Some other lucid dream induction methods - such as Tholey's combined method - do not fit into these 3 categories, and neither does hypnagogic techniques (where the dreamer enters the lucid dream at the onset of sleep rather than becoming lucid within a non-lucid dream) and WILD (Wake Initiated/Induced Lucid Dreaming) by which the individual enters a lucid dream state directly from the waking state without any lapse in consciousness. 

The above systems of classification are useful, but fragmentary and non-exhaustive as they fail to cover all types of lucid dream induction technique. Since they were developed, empirical research into lucid dreaming have expanded our knowledge about induction techniques and new methods have emerged (Noreika et al, 2010). Another criticism of the above classification models is that they seem to be based on subjective personal or anecdotal evidence and lacked empirical validation. Some of the categories tend to overlap also - such as Tholey's combined technique.

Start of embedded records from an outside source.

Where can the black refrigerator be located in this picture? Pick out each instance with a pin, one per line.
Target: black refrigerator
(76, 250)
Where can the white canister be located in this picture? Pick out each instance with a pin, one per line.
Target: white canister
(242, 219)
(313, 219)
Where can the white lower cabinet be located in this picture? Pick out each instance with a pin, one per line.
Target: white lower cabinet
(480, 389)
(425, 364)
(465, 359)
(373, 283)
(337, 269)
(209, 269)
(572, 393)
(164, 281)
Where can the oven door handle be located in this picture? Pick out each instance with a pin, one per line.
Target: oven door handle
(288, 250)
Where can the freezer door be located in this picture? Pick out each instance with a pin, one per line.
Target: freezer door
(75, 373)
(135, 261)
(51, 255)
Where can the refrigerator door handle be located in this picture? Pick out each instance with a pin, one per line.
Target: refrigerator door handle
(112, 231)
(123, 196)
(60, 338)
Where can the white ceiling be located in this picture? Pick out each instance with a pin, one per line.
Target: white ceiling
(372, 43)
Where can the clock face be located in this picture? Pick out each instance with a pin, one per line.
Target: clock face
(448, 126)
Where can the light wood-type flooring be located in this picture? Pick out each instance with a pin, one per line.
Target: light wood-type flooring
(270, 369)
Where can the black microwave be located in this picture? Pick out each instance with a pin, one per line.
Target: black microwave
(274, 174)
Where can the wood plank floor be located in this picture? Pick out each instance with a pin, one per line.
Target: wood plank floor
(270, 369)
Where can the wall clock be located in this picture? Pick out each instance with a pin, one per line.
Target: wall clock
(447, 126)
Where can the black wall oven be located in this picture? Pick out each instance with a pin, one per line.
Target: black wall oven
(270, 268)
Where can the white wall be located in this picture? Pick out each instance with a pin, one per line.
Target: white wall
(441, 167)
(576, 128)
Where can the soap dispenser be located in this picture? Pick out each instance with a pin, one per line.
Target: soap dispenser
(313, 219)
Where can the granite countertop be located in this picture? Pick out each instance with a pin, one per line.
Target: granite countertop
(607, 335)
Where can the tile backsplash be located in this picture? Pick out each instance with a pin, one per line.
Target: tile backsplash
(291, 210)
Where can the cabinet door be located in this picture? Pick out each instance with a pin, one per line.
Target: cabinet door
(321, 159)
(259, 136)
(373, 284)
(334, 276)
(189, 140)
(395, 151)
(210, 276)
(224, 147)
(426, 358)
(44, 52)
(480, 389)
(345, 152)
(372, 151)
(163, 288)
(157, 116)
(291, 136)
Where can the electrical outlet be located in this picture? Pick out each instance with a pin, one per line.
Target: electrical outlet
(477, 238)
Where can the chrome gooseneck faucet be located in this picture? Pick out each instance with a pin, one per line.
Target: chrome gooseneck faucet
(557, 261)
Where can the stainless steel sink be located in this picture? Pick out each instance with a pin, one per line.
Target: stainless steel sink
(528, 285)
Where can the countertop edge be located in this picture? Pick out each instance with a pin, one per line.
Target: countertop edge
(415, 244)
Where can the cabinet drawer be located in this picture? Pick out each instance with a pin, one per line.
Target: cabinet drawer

The following categories may therefore be more useful:
  1. Cognitive techniques - lucid awareness training, intention, suggestion, hypnagogic methods
  2. External stimuli - acoustic, light, vestibular, olfactory electrical, brain stimulation which are applied during REM sleep too trigger lucidity
  3. Miscellaneous techniques - diverse methods not covered  by the first 2 categories - such as ingestion of lucid dream substances

Review of Lucid Dream Induction Techniques
Overall, the methodological quality of studies into lucid dreaming induction techniques has been criticised as 'poor'. This includes both laboratory and field studies. The main criticisms of methodology are that the samples sizes are small and the exact conditions of the studies have significant variability.

Cognitive Techniques
There have been 27 studies (77% of all studies overall) which focus on cognitive lucid dream induction techniques. Within this group of studies, 22 were field studies and 5 were laboratory studies. The following cognitive lucid dream induction techniques were used:
  1. MILD Technique (Mnemonic/Memory Induced Lucid Dreaming)
  2. Reality Checking/Reflection 
  3. Tholey's Combined Technique
  4. Auto-suggestion
  5. Dream Re-entry
  6. Post-hypnotic Suggestion
  7. Alpha Feedback
  • MILD Technique
Developed by LaBerge in 1980, the MILD Technique requires the dreamer to use memory aids to set an intention to experience a lucid dream. This is the lucid dream induction technique which has been tested empirically the most often - it was applied in 10 studies, 9 of which were field studies, and one of which was undertaken in a laboratory. In the laboratory study (Kueny, 1985), the MILD Technique was used as a control condition. The field studies were conducted by LaBerge, Levitan and their colleagues and displayed low reporting and methodological quality.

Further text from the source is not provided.